Highlighting what the Forbes article calls “the extreme confusion over how U.S. law applies to online poker,” the court seemed just as confused as everyone else as to how to enforce the United States’ contradictory anti-Internet gambling laws — the UIGEA, and the Wire Act.

“At Thursday’s hearing Judge Rakoff challenged a government prosecutor wondering why there have been no other prosecutions, specifically mentioning Dikshit’s fellow PartyGaming cofounders, Americans Ruth Parasol DeLeon and her husband Russell DeLeon,” writes Nathan Vardi in the Forbes article. “’Nobody else has been indicted,’” said Judge Rakoff. ‘It has been two years since this defendant began cooperating, what’s going on?’”

“To some it seemed like the Justice Department had drawn a line in the sand against online poker and set a two-year time frame to go after industry players,” Vardi points out, adding: “It certainly would have been strange for Dikshit to wind up in jail even as other online poker entrepreneurs were not being prosecuted.”

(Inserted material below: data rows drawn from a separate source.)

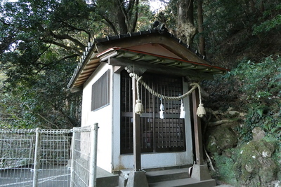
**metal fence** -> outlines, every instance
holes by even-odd
[[[96,186],[98,123],[73,128],[71,187]]]
[[[96,186],[98,129],[0,129],[0,187]]]
[[[69,130],[0,130],[0,186],[70,186]]]

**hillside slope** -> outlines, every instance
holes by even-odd
[[[231,71],[203,83],[206,159],[235,186],[281,186],[280,36],[242,30],[209,56]]]

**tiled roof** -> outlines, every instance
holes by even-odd
[[[94,52],[95,50],[96,50],[96,49],[95,50],[96,44],[100,44],[103,43],[117,41],[119,39],[129,39],[131,37],[136,37],[138,36],[147,35],[151,34],[160,34],[162,35],[165,35],[166,36],[169,37],[173,40],[175,40],[177,43],[180,43],[183,47],[188,49],[190,51],[192,52],[195,55],[197,55],[198,57],[203,59],[204,61],[207,62],[204,56],[199,54],[197,50],[191,49],[188,45],[183,43],[180,39],[177,39],[175,36],[165,31],[161,31],[159,29],[150,29],[148,31],[141,31],[138,32],[129,33],[126,34],[118,34],[117,36],[107,36],[103,39],[96,39],[93,40],[92,43],[89,43],[88,46],[86,48],[86,50],[83,53],[83,55],[81,57],[79,63],[77,64],[77,67],[74,69],[74,71],[72,76],[71,76],[70,81],[68,83],[68,88],[73,88],[82,85],[89,78],[89,77],[93,74],[93,72],[96,69],[96,68],[100,64],[99,57],[100,56],[101,56],[102,54],[106,53],[106,51],[103,53],[103,52],[100,53],[98,56],[98,54],[95,53]],[[111,50],[113,48],[111,48]],[[132,51],[132,50],[129,51],[129,50],[124,48],[119,48],[118,50],[115,48],[115,50],[116,50],[116,51],[118,50],[119,51],[118,53],[123,53],[122,57],[129,57],[131,60],[133,60],[133,58],[131,58],[132,55],[136,56],[138,55],[138,55],[140,54],[140,52]],[[124,51],[126,52],[126,55],[124,55]],[[202,63],[197,63],[195,62],[190,62],[190,61],[186,62],[186,60],[185,61],[180,59],[171,59],[164,56],[161,57],[157,56],[153,54],[148,54],[148,53],[144,54],[143,53],[143,54],[140,55],[143,56],[143,57],[145,56],[145,57],[143,58],[143,60],[146,59],[147,61],[150,60],[149,62],[153,62],[155,60],[157,61],[159,60],[159,59],[162,59],[160,61],[162,62],[166,65],[171,65],[174,67],[185,66],[185,68],[186,68],[187,69],[197,69],[197,70],[199,70],[198,71],[200,71],[202,72],[208,71],[212,74],[221,74],[222,72],[228,71],[228,69],[226,69],[214,67],[209,64],[204,64]],[[117,55],[116,57],[118,57],[118,55]],[[119,57],[121,56],[119,55]],[[158,63],[157,62],[155,62],[155,64],[160,64],[159,62]],[[188,64],[188,62],[190,64]],[[152,63],[153,64],[153,62]],[[211,64],[211,63],[208,62],[207,64]]]

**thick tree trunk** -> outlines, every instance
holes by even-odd
[[[199,51],[202,55],[205,55],[205,38],[202,35],[203,28],[203,0],[198,0],[198,32],[199,32]]]
[[[193,0],[180,0],[178,6],[177,37],[191,45],[196,34],[193,18]]]
[[[120,32],[119,34],[126,34],[128,32],[128,27],[127,25],[126,25],[126,17],[125,17],[125,14],[126,13],[124,12],[124,10],[122,10],[122,8],[124,8],[124,4],[122,1],[123,1],[120,0],[115,1],[115,7],[117,8],[117,13],[116,16],[117,18],[119,30]]]

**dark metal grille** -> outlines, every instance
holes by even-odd
[[[110,104],[110,70],[107,70],[92,85],[91,111],[99,109]]]
[[[125,71],[121,78],[121,153],[133,153],[131,78]],[[175,97],[183,94],[182,78],[145,74],[143,80],[162,95]],[[184,120],[179,118],[181,101],[162,100],[164,119],[159,118],[160,99],[140,88],[144,113],[140,116],[141,151],[168,152],[185,150]]]

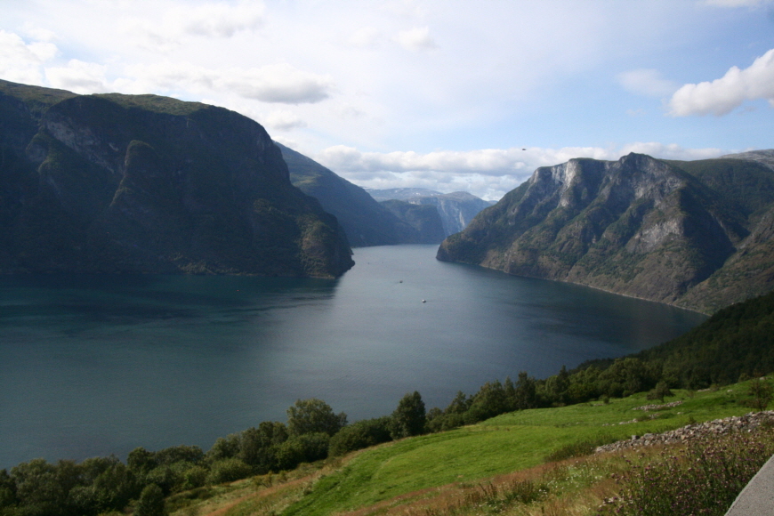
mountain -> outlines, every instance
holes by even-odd
[[[443,222],[433,206],[396,199],[379,203],[416,230],[416,244],[440,244],[446,238]]]
[[[0,81],[0,272],[336,277],[346,238],[233,111]]]
[[[401,220],[362,188],[292,149],[277,142],[275,145],[287,163],[291,182],[335,215],[353,246],[438,244],[443,239],[443,235],[438,238],[434,233],[423,232],[426,224],[418,223],[422,217],[416,214],[413,222]]]
[[[389,188],[384,189],[367,188],[366,191],[380,203],[382,201],[393,199],[399,201],[410,201],[417,198],[443,195],[439,191],[428,189],[426,188]]]
[[[541,167],[438,258],[714,312],[774,288],[770,156]]]
[[[464,191],[443,194],[421,188],[393,188],[367,191],[371,197],[383,203],[388,199],[398,199],[414,205],[435,206],[443,223],[445,237],[462,231],[481,210],[492,206],[489,201]]]

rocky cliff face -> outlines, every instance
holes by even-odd
[[[335,277],[353,264],[335,218],[241,115],[5,82],[0,107],[0,271]]]
[[[394,199],[435,206],[443,224],[444,237],[462,231],[481,210],[492,206],[492,203],[464,191],[443,194],[426,189],[395,188],[371,189],[368,193],[380,202]]]
[[[275,144],[287,163],[293,184],[318,199],[327,212],[335,215],[351,246],[392,246],[423,241],[423,235],[414,226],[381,206],[362,188],[310,157],[279,143]],[[442,239],[438,238],[433,243]]]
[[[405,244],[440,244],[446,238],[438,210],[431,206],[415,205],[391,199],[379,203],[403,222],[415,230],[411,240]]]
[[[438,257],[709,312],[774,286],[772,203],[772,171],[747,159],[573,159],[537,169]]]

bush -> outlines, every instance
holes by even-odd
[[[253,472],[253,468],[239,459],[222,459],[213,463],[206,478],[207,484],[223,484],[233,482],[246,477]]]
[[[338,456],[391,440],[388,416],[359,421],[345,426],[331,438],[328,452]]]
[[[325,432],[306,433],[292,437],[277,450],[280,470],[293,470],[302,463],[313,463],[328,456],[331,438]]]
[[[415,391],[404,396],[392,413],[390,436],[394,439],[424,433],[424,402],[422,396]]]
[[[675,453],[662,452],[617,477],[623,488],[605,500],[600,514],[722,516],[772,453],[770,432],[708,437]]]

After all, it wasn’t the UIGEA — the Unlawful Internet Gambling Enforcement Act of 2006, often (falsely) cited as the law that outlaws online gambling in the U.S. — that was used against Dikshit; it was the Wire Act, a law dating to 1961 that government officials also use to prosecute online gambling interests.

And, although jail time wasn’t part of the sentence, Dikshit isn’t getting off all that lightly: He’ll have to deal with a year of probation and a fine of $300 million.

All this points to the need for the United States to clarify its online gambling laws, for the sake of all parties involved — the government officials who must enforce the laws, the unlucky business figures who are seemingly randomly persecuted, and the gaming affiliates and online gamblers who usually have no idea if their business is even legal.